The queue is one of the fundamental data structures of multithreaded programming. It is often used for message-passing between systems and/or threads, commonly for event handling, task pools, or other types of work queues. In multithreaded environments, it is extremely important that these queues are performant under high thread contention, and are thus lock-free.
Most lock-free queue designs internally use a linked-list of dynamically-allocated nodes to store their data. However, dynamic memory allocations are slow, as is pointer-hopping through memory from one node to the next. This series of blog posts will discuss how to write an efficient lock-free queue, utilizing a simple array as a circular buffer for fast data access. It will support multiple producer and consumer threads, as well as threads waiting for data to pop or room to push. Part I of this blog series will focus on the simplest case, a single-producer single-consumer (SPSC) lock-free queue.
Queue Class Policies and Members
We'll control the behavior of our Queue
class with two separate template variables: what type of threading to use (ThreadsPolicy
) and what types of waiting to support (WaitPolicy
). Their definitions and the Queue
class declaration are below, where NoWaits
is chosen as the default WaitPolicy
:
//POLICIES
//E.g. MPSC: Multiple Producers, Single Consumer
enum class ThreadsPolicy
{
SPSC = 0, SPMC, MPSC, MPMC
};
enum class WaitPolicy
{
NoWaits = 0, PushAwait, PopAwait, BothAwait
};
//CLASS DECLARATION
template <typename DataType, ThreadsPolicy Threading,
WaitPolicy Waiting = WaitPolicy::NoWaits>
class Queue;
The SPSC queue case is so much simpler than the others that even its class member variables are different. Thus we'll fully-specialize the templated Queue
class definition for the SPSC case. The class member variables needed are shown below:
template <typename DataType, WaitPolicy Waiting>
class Queue<DataType, ThreadsPolicy::SPSC, Waiting>
{
//...
private:
//STATIC MEMBERS
static constexpr auto sAlign = std::hardware_destructive_interference_size;
//OVER-ALIGNED MEMBERS
alignas(sAlign) std::atomic<int> mPushIndex;
alignas(sAlign) std::atomic<int> mPopIndex;
alignas(sAlign) std::atomic<int> mSize = 0;
alignas(sAlign) std::byte* mStorage = nullptr; //Object Memory
//DEFAULT-ALIGNED MEMBERS
//Not over-aligned as neither these nor the mStorage pointer change
int mCapacity = 0;
int mIndexEnd; //at this, we need to wrap indices around to zero
};
As we push/pop DataType
objects into/from the queue, we will create/destroy them in the mStorage
byte array. The mPushIndex
and mPopIndex
variables indicate where in the mStorage
array the next push or pop should occur. Both these and the mSize
variables are atomic because they need to be accessible by multiple threads.

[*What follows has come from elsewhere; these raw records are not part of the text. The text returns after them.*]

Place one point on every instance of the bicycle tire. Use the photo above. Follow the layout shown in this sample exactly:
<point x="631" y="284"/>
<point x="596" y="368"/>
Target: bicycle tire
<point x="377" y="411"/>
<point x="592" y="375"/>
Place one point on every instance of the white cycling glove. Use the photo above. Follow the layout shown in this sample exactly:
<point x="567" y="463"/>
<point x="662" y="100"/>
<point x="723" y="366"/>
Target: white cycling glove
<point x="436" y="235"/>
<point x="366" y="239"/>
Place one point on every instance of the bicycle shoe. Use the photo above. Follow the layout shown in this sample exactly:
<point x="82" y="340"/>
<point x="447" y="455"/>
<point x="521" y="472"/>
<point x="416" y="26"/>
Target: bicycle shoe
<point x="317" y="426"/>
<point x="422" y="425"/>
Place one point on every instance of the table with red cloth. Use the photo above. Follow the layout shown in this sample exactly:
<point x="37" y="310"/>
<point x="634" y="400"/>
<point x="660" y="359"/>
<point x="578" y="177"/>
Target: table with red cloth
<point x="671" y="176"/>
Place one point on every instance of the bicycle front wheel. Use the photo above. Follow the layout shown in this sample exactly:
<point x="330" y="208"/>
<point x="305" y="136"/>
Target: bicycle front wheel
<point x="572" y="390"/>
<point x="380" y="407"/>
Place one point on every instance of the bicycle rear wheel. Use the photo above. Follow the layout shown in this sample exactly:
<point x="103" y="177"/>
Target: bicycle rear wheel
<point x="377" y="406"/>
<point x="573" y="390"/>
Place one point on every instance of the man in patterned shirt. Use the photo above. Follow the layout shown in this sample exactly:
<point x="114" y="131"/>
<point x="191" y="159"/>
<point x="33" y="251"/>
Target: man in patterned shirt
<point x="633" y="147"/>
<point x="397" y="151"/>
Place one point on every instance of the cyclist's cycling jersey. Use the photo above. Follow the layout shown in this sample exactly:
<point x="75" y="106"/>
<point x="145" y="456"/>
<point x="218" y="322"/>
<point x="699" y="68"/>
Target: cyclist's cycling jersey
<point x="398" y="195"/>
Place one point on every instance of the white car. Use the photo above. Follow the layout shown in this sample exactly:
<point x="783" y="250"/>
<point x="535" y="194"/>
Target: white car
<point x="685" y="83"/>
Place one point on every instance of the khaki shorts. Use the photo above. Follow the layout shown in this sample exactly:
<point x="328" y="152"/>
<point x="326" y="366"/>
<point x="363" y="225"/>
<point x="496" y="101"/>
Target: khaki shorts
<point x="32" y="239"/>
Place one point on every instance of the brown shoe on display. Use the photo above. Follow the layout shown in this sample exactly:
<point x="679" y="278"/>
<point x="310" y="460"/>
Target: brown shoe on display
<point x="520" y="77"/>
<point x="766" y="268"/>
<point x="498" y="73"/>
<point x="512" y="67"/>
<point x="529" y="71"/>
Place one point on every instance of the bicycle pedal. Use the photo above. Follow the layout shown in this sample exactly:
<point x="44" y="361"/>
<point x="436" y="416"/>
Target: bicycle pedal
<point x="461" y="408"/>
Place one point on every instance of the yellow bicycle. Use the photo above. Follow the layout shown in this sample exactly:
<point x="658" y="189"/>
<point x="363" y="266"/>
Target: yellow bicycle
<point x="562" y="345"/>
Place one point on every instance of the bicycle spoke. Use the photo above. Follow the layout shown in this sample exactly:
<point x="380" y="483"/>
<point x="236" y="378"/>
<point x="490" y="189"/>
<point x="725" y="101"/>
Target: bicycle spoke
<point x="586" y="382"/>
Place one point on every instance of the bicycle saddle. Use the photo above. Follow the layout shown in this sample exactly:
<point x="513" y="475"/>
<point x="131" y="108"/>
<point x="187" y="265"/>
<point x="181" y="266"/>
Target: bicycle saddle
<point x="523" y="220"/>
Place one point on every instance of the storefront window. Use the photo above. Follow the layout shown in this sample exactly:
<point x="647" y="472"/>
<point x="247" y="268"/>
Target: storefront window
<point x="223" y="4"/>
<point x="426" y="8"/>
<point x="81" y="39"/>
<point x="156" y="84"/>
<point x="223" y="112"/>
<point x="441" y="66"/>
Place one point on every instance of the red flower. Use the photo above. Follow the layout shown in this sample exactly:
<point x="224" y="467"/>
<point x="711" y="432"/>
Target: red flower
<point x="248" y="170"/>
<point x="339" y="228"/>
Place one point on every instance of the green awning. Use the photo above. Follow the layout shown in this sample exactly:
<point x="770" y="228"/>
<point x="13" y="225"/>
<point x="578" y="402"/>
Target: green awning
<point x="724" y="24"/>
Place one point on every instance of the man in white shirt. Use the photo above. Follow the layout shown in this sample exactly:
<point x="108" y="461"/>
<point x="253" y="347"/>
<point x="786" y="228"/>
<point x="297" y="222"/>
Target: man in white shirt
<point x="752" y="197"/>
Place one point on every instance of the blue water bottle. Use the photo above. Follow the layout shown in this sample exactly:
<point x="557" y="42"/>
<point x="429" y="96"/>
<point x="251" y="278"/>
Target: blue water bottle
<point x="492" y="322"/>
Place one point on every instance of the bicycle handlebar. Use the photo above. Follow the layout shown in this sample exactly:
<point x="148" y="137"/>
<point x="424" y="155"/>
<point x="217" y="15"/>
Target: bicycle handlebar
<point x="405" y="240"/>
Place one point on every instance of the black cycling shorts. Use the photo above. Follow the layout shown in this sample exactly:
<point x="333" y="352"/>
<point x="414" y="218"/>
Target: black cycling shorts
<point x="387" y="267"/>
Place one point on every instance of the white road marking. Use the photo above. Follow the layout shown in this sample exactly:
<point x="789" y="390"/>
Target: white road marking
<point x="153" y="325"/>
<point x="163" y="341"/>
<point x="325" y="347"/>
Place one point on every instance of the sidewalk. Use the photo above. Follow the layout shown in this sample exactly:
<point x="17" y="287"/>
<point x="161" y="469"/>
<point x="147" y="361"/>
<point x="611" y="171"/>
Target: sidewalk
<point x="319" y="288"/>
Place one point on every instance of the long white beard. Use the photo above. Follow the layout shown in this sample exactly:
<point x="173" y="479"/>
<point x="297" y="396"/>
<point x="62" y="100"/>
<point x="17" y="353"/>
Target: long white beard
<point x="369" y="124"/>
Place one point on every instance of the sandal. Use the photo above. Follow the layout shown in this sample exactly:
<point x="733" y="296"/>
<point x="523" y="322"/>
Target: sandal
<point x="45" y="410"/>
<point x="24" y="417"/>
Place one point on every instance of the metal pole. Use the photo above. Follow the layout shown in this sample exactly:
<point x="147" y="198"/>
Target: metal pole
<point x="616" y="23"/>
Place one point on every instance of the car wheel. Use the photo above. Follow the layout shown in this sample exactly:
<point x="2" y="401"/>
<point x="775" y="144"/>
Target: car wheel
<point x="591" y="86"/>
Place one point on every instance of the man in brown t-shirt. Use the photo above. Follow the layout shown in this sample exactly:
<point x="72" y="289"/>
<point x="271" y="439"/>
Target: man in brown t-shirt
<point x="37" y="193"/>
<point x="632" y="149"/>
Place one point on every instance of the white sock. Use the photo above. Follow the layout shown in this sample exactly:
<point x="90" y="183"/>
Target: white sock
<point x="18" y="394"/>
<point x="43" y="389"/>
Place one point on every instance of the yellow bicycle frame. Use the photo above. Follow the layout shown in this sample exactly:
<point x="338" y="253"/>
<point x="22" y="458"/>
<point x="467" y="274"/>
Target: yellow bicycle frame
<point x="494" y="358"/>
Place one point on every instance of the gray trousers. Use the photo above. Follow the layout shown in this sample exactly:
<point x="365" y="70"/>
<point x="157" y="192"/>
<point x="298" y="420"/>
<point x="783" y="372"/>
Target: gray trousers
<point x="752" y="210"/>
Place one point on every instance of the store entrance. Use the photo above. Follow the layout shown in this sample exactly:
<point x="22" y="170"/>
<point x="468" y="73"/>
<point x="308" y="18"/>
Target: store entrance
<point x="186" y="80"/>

Note that this container is not growable: if mStorage
fills up there is no room to emplace more entries into the queue. This is not necessarily a bad thing, as it forces us to be mindful of the amount of memory we are using, which is especially important on memory-constrained devices such as game consoles.
Also, since we're using a fixed-size array, growing the container would require locking around access to mStorage
. This can be a significant performance penalty when growth occurs, especially if DataType
is expensive to move, as it will block all other threads trying to access the queue.
Instead, it is best to allocate mStorage
to be large enough to handle any possible load we will throw at it. If this is too large or potentially unbounded, then it's probably best to use WaitPolicy::PushAwait
rather than blocking all threads.
Since this class is multithreaded, the member variables that are frequently modified are aligned to separate cache lines via std::hardware_destructive_interference_size
. This prevents false sharing between them: this way a write to one variable won't trigger unnecessary reloading of neighboring variables from memory.
Handling the push and pop indices though is trickier than you might think. If mPushIndex
and mPopIndex
were simply direct indices into mStorage
, then what would it mean if both of the indices were the same value? It could indicate that the container is empty (the pop index has caught up to the push index), or that the container is full (vice versa)! We can't simply check mSize
to determine which it is, as we may read an out-of-date value.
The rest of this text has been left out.